Portal – Como se dá a convivência entre suas atribuições acadêmicas e o movimento negro?

Hédio Silva – Não imagino papel mais digno e nobre que compartilhar com a comunidade estes projetos. Participar de eventos ao lado da militância, compartilhando nossas reflexões, espelha a obsessão que tenho em não ter qualquer tipo de reconhecimento por parte da academia, geralmente muito conservadora.
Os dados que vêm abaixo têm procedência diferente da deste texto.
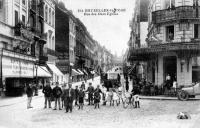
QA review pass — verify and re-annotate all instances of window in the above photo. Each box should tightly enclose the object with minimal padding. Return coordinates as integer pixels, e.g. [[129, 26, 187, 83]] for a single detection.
[[49, 8, 51, 24], [49, 33, 52, 48], [15, 11, 19, 25], [52, 11, 55, 27], [0, 0, 3, 10], [51, 37, 55, 49], [38, 22, 43, 33], [22, 15, 26, 24], [22, 0, 26, 5], [45, 5, 48, 22], [166, 26, 174, 41], [194, 24, 200, 38]]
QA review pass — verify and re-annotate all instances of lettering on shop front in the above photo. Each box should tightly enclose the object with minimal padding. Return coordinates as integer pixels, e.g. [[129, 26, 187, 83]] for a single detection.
[[2, 57, 34, 77]]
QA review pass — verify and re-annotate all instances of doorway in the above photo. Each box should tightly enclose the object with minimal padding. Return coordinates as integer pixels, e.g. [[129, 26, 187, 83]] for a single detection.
[[163, 56, 177, 83]]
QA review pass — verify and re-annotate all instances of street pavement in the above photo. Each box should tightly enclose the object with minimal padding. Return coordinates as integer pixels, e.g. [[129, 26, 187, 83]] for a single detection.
[[0, 75, 200, 128], [0, 94, 200, 128]]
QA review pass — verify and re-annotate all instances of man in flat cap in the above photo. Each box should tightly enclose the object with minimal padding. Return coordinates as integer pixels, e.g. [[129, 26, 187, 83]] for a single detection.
[[63, 83, 75, 113]]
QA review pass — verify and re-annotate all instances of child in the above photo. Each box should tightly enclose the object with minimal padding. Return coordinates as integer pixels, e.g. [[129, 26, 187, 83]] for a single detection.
[[107, 88, 113, 106], [78, 87, 85, 110], [94, 90, 101, 109], [113, 91, 119, 106], [134, 95, 140, 108]]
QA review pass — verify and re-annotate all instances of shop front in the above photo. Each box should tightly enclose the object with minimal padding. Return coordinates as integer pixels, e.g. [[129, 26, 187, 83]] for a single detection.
[[1, 50, 35, 96]]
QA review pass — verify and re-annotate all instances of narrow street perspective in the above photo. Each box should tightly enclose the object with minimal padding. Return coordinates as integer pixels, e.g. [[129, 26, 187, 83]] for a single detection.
[[0, 0, 200, 128]]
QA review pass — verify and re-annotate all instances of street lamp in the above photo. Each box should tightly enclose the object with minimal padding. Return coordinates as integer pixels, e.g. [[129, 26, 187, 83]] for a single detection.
[[35, 62, 38, 96]]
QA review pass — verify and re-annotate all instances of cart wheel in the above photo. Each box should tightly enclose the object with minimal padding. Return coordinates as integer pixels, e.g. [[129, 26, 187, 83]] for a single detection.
[[178, 91, 189, 101]]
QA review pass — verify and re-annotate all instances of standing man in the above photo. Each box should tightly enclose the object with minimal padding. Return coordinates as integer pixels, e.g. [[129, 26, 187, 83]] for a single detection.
[[117, 74, 121, 84], [26, 83, 33, 109], [75, 86, 79, 106], [42, 83, 52, 108], [125, 76, 129, 92], [53, 82, 62, 110], [86, 83, 94, 105], [63, 84, 75, 113]]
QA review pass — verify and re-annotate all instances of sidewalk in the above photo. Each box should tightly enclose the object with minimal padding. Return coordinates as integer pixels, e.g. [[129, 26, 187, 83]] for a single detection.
[[0, 90, 43, 108], [140, 95, 200, 100], [0, 77, 100, 108]]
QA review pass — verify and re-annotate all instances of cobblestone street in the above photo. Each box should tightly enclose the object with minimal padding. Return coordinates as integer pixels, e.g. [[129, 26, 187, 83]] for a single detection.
[[0, 95, 200, 128]]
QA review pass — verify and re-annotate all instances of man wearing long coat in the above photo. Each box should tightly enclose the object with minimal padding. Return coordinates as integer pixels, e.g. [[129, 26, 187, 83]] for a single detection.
[[63, 84, 75, 113]]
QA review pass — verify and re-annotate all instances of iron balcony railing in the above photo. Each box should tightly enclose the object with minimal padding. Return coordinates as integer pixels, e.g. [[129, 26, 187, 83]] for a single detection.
[[152, 6, 200, 24]]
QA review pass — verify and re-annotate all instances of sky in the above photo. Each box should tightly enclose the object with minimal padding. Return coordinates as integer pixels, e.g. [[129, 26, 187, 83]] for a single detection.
[[61, 0, 135, 56]]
Estou certo que o sentido de meu trabalho está muito mais voltado para o social do que para a academia. Lá, cumpro uma função burocrática, o trabalho vivo e de energia está no Movimento Negro.

Portal – Que mensagem você teria para a juventude?

Hédio Silva – O jovem tem que acreditar em seu potencial. Acredito que a despeito de todos obstáculos que a sociedade brasileira impõe, para que sejamos reconhecidos como humanos e possamos exercer nossa cidadania, as pessoas devem acreditar em si mesmas, para que, coletivamente, possamos superar essas barreiras. A juventude é peça fundamental neste processo. Será essencial que tenhamos jovens engajados e preparados tecnicamente. Não tenho dúvidas que o povo negro assumirá o poder neste país e isto dependerá de um trabalho coletivo, cada um de nós em sua área, em sua especialização. Estamos preparando o Brasil para uma situação mais democrática e também o povo negro para que assuma o poder a que tem direito.